Putty Hill ~ (USA, 2010) ~ DVD

This indie film which was an official selection of the SXSW Film Festival in 2010, is one of those murky, cross-bred films that blend documentary style structure and fiction. The story, with its cast of characters is largely improvised from a basic script, but features the director as an off-camera interviewer of the characters. When a young 20-something od’s in a scruffy Baltimore neighborhood, acquaintances gather to attend the funeral. The narrative is set the day before and the day of the funeral, and the film opens with a paint ball game.

Family members come in from out of town. There is hanging out, skateboarding, BMX-ing, swimming in the backyard above-ground, swimming at the local swimming hole, a visit to the local tatoo parlor, a little dope smoking, a visit to the grandma’s retirement home. At most of these venues, the director gives us glimpses of the friends and families lives.

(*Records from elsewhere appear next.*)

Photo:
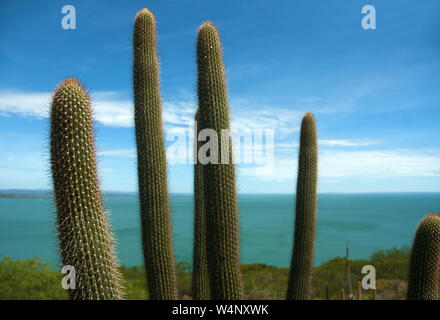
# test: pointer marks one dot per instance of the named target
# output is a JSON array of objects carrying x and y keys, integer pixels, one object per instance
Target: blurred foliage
[{"x": 35, "y": 279}]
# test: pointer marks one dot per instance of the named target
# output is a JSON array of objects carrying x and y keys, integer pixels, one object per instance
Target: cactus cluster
[{"x": 84, "y": 234}]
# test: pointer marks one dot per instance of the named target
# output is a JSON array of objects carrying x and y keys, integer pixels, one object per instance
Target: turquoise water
[{"x": 368, "y": 221}]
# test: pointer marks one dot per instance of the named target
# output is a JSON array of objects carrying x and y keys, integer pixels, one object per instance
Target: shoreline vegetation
[{"x": 34, "y": 279}]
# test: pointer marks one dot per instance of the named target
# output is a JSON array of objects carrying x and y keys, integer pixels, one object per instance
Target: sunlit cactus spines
[
  {"x": 157, "y": 240},
  {"x": 220, "y": 194},
  {"x": 200, "y": 280},
  {"x": 84, "y": 236},
  {"x": 305, "y": 214},
  {"x": 424, "y": 269}
]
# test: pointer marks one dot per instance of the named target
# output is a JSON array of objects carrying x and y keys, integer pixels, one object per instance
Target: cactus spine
[
  {"x": 305, "y": 217},
  {"x": 218, "y": 178},
  {"x": 424, "y": 269},
  {"x": 84, "y": 235},
  {"x": 152, "y": 172},
  {"x": 200, "y": 282}
]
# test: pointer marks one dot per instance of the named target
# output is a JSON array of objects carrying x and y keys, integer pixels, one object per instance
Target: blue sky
[{"x": 375, "y": 93}]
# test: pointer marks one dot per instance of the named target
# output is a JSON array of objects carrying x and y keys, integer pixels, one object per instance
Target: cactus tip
[
  {"x": 70, "y": 82},
  {"x": 145, "y": 13},
  {"x": 207, "y": 25}
]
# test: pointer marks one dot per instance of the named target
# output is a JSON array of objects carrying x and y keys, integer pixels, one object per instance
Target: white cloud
[
  {"x": 348, "y": 143},
  {"x": 371, "y": 164},
  {"x": 34, "y": 104}
]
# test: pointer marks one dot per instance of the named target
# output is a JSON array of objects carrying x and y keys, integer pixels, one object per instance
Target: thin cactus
[
  {"x": 305, "y": 217},
  {"x": 218, "y": 178},
  {"x": 347, "y": 265},
  {"x": 200, "y": 281},
  {"x": 157, "y": 240},
  {"x": 84, "y": 236},
  {"x": 424, "y": 269}
]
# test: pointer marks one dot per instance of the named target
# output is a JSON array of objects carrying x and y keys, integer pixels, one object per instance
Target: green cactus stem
[
  {"x": 424, "y": 269},
  {"x": 305, "y": 216},
  {"x": 157, "y": 240},
  {"x": 84, "y": 236},
  {"x": 218, "y": 178},
  {"x": 200, "y": 281}
]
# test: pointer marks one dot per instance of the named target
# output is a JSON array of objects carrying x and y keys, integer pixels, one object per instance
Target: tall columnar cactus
[
  {"x": 84, "y": 235},
  {"x": 200, "y": 281},
  {"x": 305, "y": 216},
  {"x": 157, "y": 240},
  {"x": 424, "y": 269},
  {"x": 218, "y": 178}
]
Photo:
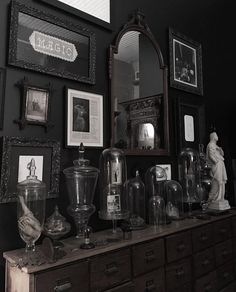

Mostly they had all lost track of their friends life. He kept to himself in the final months as the friends and family try to understand what went wrong. Their conversations (prompted by Director Matthew Porterfield) tell us more about the lives of the ones left behind, than they do about their friend. Living at the edge of Baltimore, at the edge of the poverty level, these are people left behind. Truly. Two of the girls who knew the boy find his house at night and slip in through a window. They sit awhile. Smoke a cigarette and try to make sense of it all.

We send young lives off to war to die, and they die – comforting their friends and families with the self-assurance that they have not died in vain. There is no such hope here. With a sobering realization that their lives are virtually pointless, their deaths will be the same. These are the forgotten, the left-behind, the sub-class. They will come and go, leaving no memorials behind.

The wake is in a karaoke bar, with a few speeches, a few beers, a few heart-felt karaoke songs, and a dance by a large man in a full white beard. The camera catches the framed portrait of the young man, a vase of flowers beside. This image moves in and out of the cameras frame. Credits roll.